Isso evita desperdício. Isso é um programa organizado.
O papanicolau, hoje,
no Brasil, é um programa oportunístico. Se a mulher comparece à unidade de
saíde, ela faz; se não comparece, não faz. E acaba sendo feito sempre com as
mesmas, gerando, no máximo, 30% de cobertura. Qual o resultado: além das taxas
de câncer não caírem, 70% dos casos são de cânceres avançados.
As mulheres só
comparecem às unidades de saúde quando têm sintomas como dor, secreção e
sangramentos. Um câncer que não era para existir.
Sabe qual a sobrevida
média de um câncer avançado como o de colo de útero? 50% dessas mulheres vão
morrer, em média, em cinco anos.
Não temos parâmetro
nenhum para continuar a fazer o que estamos fazendo. O papanicolau é bom e
funciona – para quem está fazendo. O problema é quem não está fazendo.
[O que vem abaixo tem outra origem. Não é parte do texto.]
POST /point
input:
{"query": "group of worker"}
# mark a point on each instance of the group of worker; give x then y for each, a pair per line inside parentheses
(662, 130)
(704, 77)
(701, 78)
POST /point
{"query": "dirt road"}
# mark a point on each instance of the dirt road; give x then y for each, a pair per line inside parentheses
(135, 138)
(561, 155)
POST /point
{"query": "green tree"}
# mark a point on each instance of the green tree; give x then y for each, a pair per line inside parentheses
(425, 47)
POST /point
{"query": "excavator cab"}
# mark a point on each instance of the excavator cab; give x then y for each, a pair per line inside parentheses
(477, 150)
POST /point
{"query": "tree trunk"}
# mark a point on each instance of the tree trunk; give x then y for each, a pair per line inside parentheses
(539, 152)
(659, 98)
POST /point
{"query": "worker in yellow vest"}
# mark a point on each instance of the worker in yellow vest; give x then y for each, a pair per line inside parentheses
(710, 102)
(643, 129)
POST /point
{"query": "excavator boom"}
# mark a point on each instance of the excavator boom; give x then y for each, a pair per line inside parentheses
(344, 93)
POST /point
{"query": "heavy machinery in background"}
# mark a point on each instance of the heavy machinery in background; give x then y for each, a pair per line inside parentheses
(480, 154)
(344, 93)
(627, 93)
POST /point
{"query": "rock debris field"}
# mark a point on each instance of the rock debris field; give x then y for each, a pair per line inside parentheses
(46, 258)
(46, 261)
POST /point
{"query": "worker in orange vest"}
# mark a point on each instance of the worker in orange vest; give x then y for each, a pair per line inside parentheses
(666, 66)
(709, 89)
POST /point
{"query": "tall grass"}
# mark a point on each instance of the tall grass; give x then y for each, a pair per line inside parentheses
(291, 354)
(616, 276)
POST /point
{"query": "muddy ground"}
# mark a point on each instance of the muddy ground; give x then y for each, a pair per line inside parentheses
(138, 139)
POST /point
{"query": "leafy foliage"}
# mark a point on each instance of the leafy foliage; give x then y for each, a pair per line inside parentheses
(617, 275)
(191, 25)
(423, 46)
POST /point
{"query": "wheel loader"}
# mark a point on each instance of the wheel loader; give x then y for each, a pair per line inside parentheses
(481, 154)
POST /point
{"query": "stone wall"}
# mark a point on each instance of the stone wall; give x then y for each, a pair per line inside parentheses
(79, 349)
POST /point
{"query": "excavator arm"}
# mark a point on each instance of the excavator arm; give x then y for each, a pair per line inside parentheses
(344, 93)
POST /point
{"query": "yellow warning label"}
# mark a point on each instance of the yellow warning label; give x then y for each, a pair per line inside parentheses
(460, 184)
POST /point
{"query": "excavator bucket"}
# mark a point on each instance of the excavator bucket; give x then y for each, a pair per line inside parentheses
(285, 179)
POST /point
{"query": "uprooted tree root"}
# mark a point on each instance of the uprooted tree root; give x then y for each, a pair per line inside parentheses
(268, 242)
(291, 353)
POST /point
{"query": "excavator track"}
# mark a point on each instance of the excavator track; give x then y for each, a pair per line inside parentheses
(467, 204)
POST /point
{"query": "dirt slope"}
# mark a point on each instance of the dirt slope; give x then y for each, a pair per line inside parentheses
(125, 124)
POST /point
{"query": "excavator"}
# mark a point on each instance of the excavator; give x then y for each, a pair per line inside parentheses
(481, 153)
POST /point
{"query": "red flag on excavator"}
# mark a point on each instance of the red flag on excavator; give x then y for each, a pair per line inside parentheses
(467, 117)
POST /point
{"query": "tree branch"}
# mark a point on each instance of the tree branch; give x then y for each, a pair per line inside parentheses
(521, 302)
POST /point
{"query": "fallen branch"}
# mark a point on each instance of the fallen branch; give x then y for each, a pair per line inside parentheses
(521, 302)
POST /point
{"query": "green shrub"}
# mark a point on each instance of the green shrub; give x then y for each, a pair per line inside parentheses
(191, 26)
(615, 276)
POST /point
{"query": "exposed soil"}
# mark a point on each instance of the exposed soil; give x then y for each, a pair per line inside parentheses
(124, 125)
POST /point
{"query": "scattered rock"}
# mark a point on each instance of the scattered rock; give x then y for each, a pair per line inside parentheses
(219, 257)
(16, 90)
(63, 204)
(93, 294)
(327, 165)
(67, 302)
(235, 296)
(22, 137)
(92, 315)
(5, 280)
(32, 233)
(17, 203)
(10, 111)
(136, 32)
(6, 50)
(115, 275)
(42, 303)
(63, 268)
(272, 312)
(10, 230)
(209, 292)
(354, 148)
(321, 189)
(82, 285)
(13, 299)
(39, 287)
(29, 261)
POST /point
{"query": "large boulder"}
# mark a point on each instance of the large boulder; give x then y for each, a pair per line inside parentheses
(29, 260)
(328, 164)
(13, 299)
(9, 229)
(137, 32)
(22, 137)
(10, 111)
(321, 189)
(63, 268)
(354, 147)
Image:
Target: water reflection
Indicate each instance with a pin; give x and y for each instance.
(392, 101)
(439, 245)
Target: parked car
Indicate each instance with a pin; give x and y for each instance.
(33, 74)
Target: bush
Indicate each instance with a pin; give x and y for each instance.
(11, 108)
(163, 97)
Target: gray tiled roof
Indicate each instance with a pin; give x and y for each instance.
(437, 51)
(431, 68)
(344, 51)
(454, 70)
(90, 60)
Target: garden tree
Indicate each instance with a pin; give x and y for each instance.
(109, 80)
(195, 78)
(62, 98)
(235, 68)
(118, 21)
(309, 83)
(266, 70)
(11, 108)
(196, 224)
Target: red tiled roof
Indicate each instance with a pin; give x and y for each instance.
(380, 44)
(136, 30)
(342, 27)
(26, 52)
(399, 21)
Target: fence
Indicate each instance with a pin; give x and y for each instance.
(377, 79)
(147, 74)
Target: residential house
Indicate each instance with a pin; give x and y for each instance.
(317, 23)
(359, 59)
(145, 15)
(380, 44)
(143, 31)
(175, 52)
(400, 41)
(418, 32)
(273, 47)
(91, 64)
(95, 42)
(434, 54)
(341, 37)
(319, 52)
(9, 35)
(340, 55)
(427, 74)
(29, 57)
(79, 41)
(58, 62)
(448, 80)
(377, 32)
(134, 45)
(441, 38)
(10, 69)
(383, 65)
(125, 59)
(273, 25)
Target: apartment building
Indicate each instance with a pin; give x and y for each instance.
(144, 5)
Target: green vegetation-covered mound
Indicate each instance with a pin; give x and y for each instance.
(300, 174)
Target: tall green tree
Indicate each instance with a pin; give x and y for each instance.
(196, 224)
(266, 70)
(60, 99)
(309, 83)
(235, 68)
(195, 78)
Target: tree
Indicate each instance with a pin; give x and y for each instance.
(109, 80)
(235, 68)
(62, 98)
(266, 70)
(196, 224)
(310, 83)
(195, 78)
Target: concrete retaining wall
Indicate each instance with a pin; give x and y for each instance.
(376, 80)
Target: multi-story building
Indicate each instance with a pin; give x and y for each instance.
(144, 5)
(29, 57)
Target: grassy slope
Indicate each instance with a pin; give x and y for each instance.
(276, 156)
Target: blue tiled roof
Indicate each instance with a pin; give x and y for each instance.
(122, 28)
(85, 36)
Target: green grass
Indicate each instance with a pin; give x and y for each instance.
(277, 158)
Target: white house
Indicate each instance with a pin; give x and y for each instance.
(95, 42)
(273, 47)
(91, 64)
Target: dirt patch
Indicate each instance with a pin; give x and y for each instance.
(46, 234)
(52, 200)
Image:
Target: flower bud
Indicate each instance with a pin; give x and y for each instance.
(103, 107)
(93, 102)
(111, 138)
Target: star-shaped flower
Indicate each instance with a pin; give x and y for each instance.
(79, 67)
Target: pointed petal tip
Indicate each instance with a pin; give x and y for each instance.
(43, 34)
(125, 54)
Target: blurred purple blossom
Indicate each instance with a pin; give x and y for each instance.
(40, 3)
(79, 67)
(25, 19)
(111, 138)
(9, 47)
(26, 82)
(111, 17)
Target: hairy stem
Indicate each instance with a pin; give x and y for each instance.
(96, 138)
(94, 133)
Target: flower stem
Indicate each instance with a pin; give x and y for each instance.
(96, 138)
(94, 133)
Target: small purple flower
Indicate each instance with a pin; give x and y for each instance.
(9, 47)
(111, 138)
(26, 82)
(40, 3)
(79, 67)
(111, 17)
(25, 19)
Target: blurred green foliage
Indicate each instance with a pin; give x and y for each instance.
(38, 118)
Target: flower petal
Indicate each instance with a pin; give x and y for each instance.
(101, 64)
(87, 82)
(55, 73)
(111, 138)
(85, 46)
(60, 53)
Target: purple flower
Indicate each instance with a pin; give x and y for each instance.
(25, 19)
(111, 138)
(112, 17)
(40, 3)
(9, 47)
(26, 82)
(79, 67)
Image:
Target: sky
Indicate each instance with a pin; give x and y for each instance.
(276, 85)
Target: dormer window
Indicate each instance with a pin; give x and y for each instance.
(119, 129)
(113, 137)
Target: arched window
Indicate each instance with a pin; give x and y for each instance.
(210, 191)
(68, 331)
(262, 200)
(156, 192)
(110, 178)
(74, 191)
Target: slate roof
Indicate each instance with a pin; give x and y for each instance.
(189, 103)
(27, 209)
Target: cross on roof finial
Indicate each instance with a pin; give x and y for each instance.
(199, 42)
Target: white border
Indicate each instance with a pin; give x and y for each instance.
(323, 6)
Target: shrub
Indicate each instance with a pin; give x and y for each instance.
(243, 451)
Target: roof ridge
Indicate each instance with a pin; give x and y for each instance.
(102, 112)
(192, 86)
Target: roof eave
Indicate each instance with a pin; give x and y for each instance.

• Se pensarmos em um cenário de vacinação
com alta cobertura para o HPV e rastreamento de casos por teste de DNA,
poderíamos virtualmente trabalhar com um Brasil sem câncer de colo de útero no
futuro?
Exatamente. É isso que
já está acontecendo em países que começaram a vacinar meninas contra o HPV em
fase escolar, com altas coberturas, acima de 80%, entre 2007 e 2008. São vários
países: Austrália, Reino unido, Inglaterra, Escócia. Lá, eles já estão fazendo,
inclusive, uma única dose de vacina contra o HPV até os 25 anos para todo
mundo. Com o intuito de eliminar mesmo a doença.
E esses países já usam
o teste de DNA como rastreamento. Começaram em 2017, na mesma época em que a
gente começou em Indaiatuba. Eles calculam que, a partir de 2038, casos de
câncer de colo de útero serão um evento raro na população local, baseados na queda
do vírus, das lesões pré-câncer e do câncer propriamente dito.
Cientificamente, é
possível erradicar o HPV. É um vírus muito estável, que ocupa um lugar
específico. Se você bloqueia isso com a vacina isso, ele fica inutilizado, não
consegue passar para outra pessoa nem para a célula ao lado. A vacinação
realmente é o caminho para eliminar o HPV.
Mas, como a vacinação
não engloba todos os tipos de HPV – temos 14 ou 15 tipos que causam 99% dos
casos de câncer, enquanto a vacina protege contra até sete tipos –, sempre será
necessário um teste de rastreamento. Até que a eliminação em todo o planeta realmente
esteja acontecendo. Se você somar a vacinação precoce e, ao chegar a idade do
rastreamento, fazer o exame periódico com o teste de DNA, esse câncer vai ser
eliminado.
Pode e deve acontecer
no Brasil. Por que não? A gente já tem o recurso. Ele só é usado, atualmente,
de forma descoordenada e com desperdício. Precisamos de pessoas com vontade
política. Não precisamos mais de ciência. É tudo política.